Di bak belakang yang masih kosong, tampak beberapa orang yang ikut menumpang. Ada saudagar beras, pedagang sayuran, dan entah siapa lagi. Tetapi yang jelas, hanya Mak perempuan dewasanya.
Memasuki kawasan Karawang, barulah mataku terbuka lebar-lebar. Barangkali, mabuknya sudah lewat, perutku kenyang soto dan buah jeruk yang segar. Aku sangat terpukau dengan pemandangan sekelilingnya. Karawang sedang banjir besar!
Ya, air di mana-mana. Air melaut dan menyamudra. Kotakan-kotakan sawah hancur, rumah-rumah terbenam ke dalam air setinggi enam meteran… Gusti Allah!
“Pantaslah kita paceklik. Lumbung Jawa Barat hancur lebur seperti ini,” keluh Mak sambil memeluk si kecil erat-erat.
Di asrama tentara di Teluk Jambe kami turun. Mang Adang akan melanjutkannya ke tempat penampungan pasir. Tampak seorang rekan Bapak sudah menanti, beberapa istri prajurit menyongsong kami.

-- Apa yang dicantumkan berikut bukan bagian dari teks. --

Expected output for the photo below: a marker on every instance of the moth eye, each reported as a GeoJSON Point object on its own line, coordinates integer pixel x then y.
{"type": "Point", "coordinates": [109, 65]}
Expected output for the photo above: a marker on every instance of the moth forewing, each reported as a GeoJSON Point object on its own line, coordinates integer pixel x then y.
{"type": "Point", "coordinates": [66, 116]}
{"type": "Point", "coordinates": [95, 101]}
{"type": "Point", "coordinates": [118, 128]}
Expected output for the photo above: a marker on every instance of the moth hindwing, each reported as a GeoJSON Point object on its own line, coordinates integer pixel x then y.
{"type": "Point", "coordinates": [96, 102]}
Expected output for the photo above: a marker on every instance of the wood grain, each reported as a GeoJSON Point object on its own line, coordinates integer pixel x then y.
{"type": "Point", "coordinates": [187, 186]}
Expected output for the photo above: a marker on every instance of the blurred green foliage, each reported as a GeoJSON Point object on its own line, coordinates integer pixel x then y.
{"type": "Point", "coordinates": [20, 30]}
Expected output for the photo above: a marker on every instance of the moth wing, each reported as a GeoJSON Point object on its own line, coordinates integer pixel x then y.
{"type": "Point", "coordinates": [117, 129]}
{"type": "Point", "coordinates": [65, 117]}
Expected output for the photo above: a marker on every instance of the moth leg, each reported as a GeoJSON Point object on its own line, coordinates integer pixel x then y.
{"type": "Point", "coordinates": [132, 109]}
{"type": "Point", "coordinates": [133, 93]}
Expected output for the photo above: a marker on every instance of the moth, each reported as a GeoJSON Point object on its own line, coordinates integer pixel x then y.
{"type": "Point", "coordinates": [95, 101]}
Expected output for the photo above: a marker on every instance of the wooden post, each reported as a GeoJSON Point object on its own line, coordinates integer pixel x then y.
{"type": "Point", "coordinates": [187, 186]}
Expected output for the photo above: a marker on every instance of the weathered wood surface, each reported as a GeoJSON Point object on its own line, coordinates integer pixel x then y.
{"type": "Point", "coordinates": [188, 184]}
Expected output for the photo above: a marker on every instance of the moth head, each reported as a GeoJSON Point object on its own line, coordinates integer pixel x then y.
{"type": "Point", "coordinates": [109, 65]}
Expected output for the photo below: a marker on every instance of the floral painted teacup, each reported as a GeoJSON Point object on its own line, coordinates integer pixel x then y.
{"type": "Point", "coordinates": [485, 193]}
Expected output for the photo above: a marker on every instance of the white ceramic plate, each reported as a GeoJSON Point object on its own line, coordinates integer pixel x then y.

“Deudeuh teuing…,”3 komentar mereka sambil mengelus kepalaku.
Ada juga yang segera menyediakan penganan dan minuman. Mereka merasa simpati dan iba dengan keadaan kami. Rupanya kabar tentang kesengsaraan keluarga prajurit di Sumedang sudah menyebar ke Karawang. Bahwa kami sudah lama tak bisa lagi makan nasi utuh dengan lauknya.
Mereka segera patungan memberi kami barang-barang yang dibutuhkan. Ada yang memberi gula, kopi, terigu, dan ikan kering, ada juga yang memberi beras catu.
Mak bercucuran peluh, tapi wajahnya penuh rasa syukur dengan rezeki yang sudah kami peroleh. Malam harinya kami boleh menginap di mess Teluk Jambe. Esoknya ada kabar duka truk Mang Adang tak bisa menjemput kami. Mang Adang mendapat kecelakaan di perjalanan. Saat dia dan kernet akan mengangkut pasir, truknya terbawa arus sungai Citarum.
“Semoga Allah Swt. memberi tempat yang layak untuk kedua orang yang baik hati itu, ya Neng,” ucap Mak.
“Amin…” sahutku.
Perjalanan pulang ditempuh dengan beberapa kali ganti kendaraan. Jarang sekali ada kendaraan yang mau melintasi kawasan banjir. Kami terpaksa harus naik sampan. Bawaan kami yang banyak ternyata sangat membebani. Sehingga di Cikampek, Mak terpaksa melepas sebagian bawaannya.
“Mak menjual semuanya?” tanyaku ingin tahu.
Mak mengangguk. “Iya Neng, tapi yang penting berasnya bisa kita pertahankan sampai Sumedang,” sahutnya tandas.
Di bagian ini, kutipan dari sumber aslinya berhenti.